Also in the top 10 are the Atsinanana rainforests of Madagascar, one of the greatest biodiversity hotspots on Earth but scarred by deforestation. They host the last 100 greater bamboo lemurs and the seriously threatened red-ruffed lemur. Another site, the scores of islands in the Gulf of California, are globally important for critically endangered rabbits and mice, including the Catalina deer mice and the San Jose brush rabbit.

The most famous site in the top 10 is the Galápagos Islands made famous by Charles Darwin. His work on the inhabitants of the 19 islands in 1835, particularly the finches, inspired his theory of evolution by natural selection, but many of those birds are now at risk, as are the Galapagos hawk and the Floreana mockingbird.

Top 10 sites that are vital for amphibians include the central highlands of Sri Lanka and the spectacular table-top mountains of Venezuela, while a 280mile-stretch of coastal forest in Queensland, Australia, makes the top 10 due to marsupials including Lumholtz's tree kangaroo and the Lemuroid ringtail possum. The stink badgers, porcupines, pangolins and bearded pigs on the Philippines island of Palawan, which avoided the worst of Typhoon Haiyan, put it at eight on the list.

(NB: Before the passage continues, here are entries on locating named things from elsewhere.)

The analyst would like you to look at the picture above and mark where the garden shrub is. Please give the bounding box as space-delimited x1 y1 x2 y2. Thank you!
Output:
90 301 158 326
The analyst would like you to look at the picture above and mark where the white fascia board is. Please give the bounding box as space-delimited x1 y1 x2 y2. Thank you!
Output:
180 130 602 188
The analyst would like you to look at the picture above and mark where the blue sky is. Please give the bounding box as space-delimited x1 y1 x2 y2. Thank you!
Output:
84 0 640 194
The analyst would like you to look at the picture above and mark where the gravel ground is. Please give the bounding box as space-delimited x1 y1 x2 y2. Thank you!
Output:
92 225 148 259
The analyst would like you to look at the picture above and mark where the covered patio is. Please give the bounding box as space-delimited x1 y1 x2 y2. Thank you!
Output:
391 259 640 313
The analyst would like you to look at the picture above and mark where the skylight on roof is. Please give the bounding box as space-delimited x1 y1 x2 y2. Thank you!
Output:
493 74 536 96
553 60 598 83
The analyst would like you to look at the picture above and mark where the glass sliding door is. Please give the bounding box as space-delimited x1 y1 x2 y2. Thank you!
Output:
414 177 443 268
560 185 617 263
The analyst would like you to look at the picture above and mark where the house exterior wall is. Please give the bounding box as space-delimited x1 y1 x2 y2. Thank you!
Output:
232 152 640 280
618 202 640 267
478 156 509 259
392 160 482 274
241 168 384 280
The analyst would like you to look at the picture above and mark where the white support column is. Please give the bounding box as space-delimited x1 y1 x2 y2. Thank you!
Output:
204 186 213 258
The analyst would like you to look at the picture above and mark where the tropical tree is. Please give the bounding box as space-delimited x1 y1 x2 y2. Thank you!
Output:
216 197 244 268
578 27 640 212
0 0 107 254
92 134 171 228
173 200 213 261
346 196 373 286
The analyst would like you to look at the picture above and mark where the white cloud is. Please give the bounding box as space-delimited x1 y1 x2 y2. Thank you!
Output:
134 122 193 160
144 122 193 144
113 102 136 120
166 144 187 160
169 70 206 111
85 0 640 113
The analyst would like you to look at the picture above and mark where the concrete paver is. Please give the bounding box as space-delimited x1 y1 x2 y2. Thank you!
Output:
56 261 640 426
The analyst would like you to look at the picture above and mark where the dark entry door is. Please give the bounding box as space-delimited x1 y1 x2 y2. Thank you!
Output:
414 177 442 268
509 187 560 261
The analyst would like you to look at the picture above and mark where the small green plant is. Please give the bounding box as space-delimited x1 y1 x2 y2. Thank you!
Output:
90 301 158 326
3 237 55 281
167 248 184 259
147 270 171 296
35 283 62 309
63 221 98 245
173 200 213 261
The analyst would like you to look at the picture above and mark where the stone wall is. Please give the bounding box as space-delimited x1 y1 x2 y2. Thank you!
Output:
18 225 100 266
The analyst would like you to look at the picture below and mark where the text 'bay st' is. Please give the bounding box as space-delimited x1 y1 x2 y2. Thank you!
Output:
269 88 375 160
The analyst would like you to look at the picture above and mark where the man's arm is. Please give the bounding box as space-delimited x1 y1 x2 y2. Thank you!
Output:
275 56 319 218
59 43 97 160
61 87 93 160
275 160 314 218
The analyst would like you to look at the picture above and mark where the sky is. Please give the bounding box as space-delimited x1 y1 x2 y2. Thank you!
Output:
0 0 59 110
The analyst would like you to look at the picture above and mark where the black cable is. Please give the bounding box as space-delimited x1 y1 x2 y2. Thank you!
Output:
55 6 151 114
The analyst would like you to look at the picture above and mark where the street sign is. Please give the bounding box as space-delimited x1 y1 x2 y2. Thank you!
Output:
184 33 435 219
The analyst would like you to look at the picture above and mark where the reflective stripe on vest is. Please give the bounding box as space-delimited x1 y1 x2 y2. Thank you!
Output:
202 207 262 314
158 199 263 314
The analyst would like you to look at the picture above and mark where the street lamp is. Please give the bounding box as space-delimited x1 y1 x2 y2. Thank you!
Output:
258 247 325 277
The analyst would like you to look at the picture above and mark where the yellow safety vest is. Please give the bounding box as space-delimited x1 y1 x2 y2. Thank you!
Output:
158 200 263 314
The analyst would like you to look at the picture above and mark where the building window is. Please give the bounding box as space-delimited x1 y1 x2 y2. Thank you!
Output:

In the Western Ghats, where millions of people co-exist with scores of exceptional species, Raman is optimistic that the diversity of life is cherished, despite conflicts when elephants, leopards or wild pigs damage crops or occasionally harm humans. "People do not need much persuading of the value of wildlife," he said. "By and large people have a lot of respect for nature, particularly rural people."